İşte Kılıçdaroğlu'nun açıklamalarından satırbaşları:
İstanbul Maltepe'de umarım güzel bir miting gerçekleştireceğiz. Bir ülkede adalet yara almışsa o ülkenin kendi içinde barışı sağlaması mümkün değil.
Doktor arkadaşlarımın önerisi var, tempoyu koruyun diye. Bazen dozu kaçırıyorum daha hızlı yürüyorum. Biraz daha yavaşlıyoruz uyarı üzerine sonra belli bir tempoda devam ediyoruz.
Bir davaya inanıyorsanız, haklı olduğunuza inanıyorsanız emin olun yürürsünüz. Düzenli spor yapan bir insan değilim. Adalet için bir yürüyüş yapalım dedik, sağolsun yalnız bırakmadılar.
(CHP'li vekilin 'Erdoğan ve AK Parti Lahey'de yargılanacak' sözleri) Doğru bulmuyorum.
Şantaj ile kaybedilecek zaman yok. Hakim ve savcı orada. Onlar sizin hakim ve savcınız. Devletin hakimi ve savcısı demiyorum dikkat ederseniz.
Kendi söylemlerine dikkat etmeliler. Bizim ve FETÖ'nün sözlerini kıyaslayacaklarmış. Vallahi çok mutlu oluruz. Eleştirdiğimizde kıyameti koparıyorlardı 'Hoca Efendi'ye bunu nasıl söylersiniz.' diye.
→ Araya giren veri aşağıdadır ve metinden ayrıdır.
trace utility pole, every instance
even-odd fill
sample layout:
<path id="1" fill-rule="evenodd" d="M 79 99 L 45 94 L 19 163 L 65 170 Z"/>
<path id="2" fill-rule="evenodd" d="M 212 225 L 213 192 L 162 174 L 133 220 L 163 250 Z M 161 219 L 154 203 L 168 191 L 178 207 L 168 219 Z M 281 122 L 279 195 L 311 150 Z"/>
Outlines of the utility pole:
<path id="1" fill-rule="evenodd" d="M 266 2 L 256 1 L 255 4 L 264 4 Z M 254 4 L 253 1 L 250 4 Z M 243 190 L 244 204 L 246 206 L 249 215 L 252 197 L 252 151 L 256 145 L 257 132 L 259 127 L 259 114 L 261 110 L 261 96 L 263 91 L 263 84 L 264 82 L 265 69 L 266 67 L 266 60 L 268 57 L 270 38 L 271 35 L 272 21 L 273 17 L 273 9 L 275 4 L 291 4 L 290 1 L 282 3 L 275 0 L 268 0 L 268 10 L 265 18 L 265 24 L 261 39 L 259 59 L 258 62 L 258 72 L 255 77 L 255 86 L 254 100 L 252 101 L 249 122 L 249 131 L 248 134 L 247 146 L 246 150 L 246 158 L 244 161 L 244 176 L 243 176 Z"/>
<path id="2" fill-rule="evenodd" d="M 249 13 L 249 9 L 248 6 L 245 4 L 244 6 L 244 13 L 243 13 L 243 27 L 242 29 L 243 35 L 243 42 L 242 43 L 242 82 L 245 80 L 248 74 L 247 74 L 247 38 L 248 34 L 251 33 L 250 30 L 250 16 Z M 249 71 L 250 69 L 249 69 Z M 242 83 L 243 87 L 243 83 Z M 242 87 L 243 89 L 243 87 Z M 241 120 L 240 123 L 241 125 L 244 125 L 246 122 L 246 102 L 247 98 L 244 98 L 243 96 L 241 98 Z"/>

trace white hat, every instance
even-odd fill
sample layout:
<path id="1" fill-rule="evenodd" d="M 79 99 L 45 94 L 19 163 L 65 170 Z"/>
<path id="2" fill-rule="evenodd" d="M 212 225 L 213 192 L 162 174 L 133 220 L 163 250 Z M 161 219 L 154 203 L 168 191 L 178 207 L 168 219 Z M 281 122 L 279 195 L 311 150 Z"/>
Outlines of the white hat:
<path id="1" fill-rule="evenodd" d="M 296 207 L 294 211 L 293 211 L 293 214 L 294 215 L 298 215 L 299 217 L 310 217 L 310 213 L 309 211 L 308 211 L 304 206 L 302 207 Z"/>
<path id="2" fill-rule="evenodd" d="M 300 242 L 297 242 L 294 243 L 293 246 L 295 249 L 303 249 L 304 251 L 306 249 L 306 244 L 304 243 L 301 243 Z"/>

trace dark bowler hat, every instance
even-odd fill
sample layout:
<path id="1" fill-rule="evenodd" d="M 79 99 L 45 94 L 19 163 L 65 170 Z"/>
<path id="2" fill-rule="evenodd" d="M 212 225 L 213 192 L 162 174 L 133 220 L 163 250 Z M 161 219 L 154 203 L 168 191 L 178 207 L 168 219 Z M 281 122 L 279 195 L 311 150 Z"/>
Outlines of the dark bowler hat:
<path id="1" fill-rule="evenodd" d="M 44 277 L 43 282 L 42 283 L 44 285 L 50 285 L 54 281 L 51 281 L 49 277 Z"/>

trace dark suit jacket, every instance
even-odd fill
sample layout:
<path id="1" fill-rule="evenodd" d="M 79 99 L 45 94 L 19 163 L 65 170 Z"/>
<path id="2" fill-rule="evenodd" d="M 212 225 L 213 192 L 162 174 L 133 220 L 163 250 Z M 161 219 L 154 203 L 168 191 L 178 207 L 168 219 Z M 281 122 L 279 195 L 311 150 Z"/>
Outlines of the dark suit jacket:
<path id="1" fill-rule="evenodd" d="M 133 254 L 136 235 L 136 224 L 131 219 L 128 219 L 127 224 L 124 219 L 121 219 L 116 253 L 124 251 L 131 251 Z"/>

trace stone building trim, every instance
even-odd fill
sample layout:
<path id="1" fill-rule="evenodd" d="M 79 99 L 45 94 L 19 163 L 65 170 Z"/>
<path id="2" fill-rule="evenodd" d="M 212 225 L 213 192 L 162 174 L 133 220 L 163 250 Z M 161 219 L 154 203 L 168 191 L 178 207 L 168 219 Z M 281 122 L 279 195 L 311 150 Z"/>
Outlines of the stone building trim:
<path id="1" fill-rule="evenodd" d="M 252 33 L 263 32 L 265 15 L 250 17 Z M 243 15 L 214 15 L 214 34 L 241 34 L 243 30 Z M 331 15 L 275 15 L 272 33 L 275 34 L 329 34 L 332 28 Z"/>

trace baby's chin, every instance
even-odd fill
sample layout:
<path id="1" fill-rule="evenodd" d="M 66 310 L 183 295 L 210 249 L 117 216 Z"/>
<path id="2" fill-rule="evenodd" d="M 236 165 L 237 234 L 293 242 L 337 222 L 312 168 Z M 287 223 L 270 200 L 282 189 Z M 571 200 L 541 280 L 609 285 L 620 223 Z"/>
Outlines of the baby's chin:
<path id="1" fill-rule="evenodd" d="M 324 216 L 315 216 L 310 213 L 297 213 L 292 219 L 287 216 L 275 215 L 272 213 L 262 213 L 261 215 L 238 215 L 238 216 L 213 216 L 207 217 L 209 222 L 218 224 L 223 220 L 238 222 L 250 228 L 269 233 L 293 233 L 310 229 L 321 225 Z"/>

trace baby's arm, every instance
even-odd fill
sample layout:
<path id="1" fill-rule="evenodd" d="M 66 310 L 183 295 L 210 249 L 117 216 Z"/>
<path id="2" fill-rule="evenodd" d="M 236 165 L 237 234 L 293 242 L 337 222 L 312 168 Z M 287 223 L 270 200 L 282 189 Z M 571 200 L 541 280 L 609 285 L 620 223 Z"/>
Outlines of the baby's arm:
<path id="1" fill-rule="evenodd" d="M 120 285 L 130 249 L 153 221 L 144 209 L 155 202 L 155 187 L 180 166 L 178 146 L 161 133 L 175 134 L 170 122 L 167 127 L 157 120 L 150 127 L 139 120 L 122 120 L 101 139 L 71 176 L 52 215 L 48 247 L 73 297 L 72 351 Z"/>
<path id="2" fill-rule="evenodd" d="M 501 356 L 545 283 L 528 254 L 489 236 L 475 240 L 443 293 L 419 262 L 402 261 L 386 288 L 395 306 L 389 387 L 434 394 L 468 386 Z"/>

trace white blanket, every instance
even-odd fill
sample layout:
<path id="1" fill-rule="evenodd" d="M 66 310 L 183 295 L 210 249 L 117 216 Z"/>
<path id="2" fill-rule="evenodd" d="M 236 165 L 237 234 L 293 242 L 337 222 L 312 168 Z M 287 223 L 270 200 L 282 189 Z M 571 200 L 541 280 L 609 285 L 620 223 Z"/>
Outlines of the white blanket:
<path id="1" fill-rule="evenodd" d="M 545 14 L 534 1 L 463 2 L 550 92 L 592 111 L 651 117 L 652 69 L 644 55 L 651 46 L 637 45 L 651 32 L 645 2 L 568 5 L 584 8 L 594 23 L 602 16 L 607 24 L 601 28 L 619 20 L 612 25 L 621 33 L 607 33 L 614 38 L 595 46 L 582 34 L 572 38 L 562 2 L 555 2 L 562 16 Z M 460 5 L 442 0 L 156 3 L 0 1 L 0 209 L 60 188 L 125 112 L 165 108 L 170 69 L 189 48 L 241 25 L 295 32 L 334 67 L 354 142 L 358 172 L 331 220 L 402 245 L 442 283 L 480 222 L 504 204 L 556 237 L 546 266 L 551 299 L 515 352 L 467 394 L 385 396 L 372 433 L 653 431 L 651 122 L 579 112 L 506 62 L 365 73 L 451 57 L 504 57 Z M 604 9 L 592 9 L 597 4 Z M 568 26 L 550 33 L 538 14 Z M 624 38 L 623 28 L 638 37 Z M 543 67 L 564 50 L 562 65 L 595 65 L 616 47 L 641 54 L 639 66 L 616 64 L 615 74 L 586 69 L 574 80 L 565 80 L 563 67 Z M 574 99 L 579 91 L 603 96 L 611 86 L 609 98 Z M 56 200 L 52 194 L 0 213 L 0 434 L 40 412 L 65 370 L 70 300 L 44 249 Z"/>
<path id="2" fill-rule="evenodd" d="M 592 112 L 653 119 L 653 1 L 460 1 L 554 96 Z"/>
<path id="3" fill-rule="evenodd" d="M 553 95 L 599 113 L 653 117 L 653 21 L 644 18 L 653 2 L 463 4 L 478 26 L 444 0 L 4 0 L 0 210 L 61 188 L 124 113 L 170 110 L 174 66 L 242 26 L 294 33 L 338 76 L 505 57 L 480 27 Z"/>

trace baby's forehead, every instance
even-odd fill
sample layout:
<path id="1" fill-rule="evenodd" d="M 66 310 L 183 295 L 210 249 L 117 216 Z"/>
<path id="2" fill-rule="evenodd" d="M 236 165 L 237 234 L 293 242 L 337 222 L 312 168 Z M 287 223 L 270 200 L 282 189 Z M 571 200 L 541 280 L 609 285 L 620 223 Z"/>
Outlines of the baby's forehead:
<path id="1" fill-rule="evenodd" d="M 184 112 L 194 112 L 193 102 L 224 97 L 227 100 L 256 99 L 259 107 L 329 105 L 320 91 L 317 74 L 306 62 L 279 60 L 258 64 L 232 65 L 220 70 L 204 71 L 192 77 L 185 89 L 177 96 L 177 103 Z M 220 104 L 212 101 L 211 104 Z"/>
Kendi sözleri ile FETÖ'nün sözleri arasında paralellik var. 'Aynı menzil' sözünü eden ben değilim ki, 'aynı menzil' lafını söyleyen onlar. Gülen cemaatini devlete yerleştiren kim? Ben miyim? Bizim ve FETÖ'nün söylemlerini karşılaştıracaklarmış. Çok ama çok mutlu olurum. Duyduğum en iyi haber. Vallahi çok mutlu olurum.
Sesimin kesilmesi arayışı var ama bundan korkmayız.
(Kontrollü darbe sözleri) Kontrollü darbede derken şundan bahsediyoruz... Biliniyor mu evet biliniyor. Önleniyor mu? Önlenmiyor. Sonuçlarından yararlanılıyor mu, yararlanılıyor. FETÖ ile mücadele konusunda en kararlı ve namuslu duruşu sergileyen biziz. İktidar partisi soruşturmayı değil kapatmayı yeğledi.
Her seferinde Adil Öksüz olayının üstü kapatılıyor. Hangi gerekçeyle kapatılıyor? Bizim bunu öğrenmemiz lazım.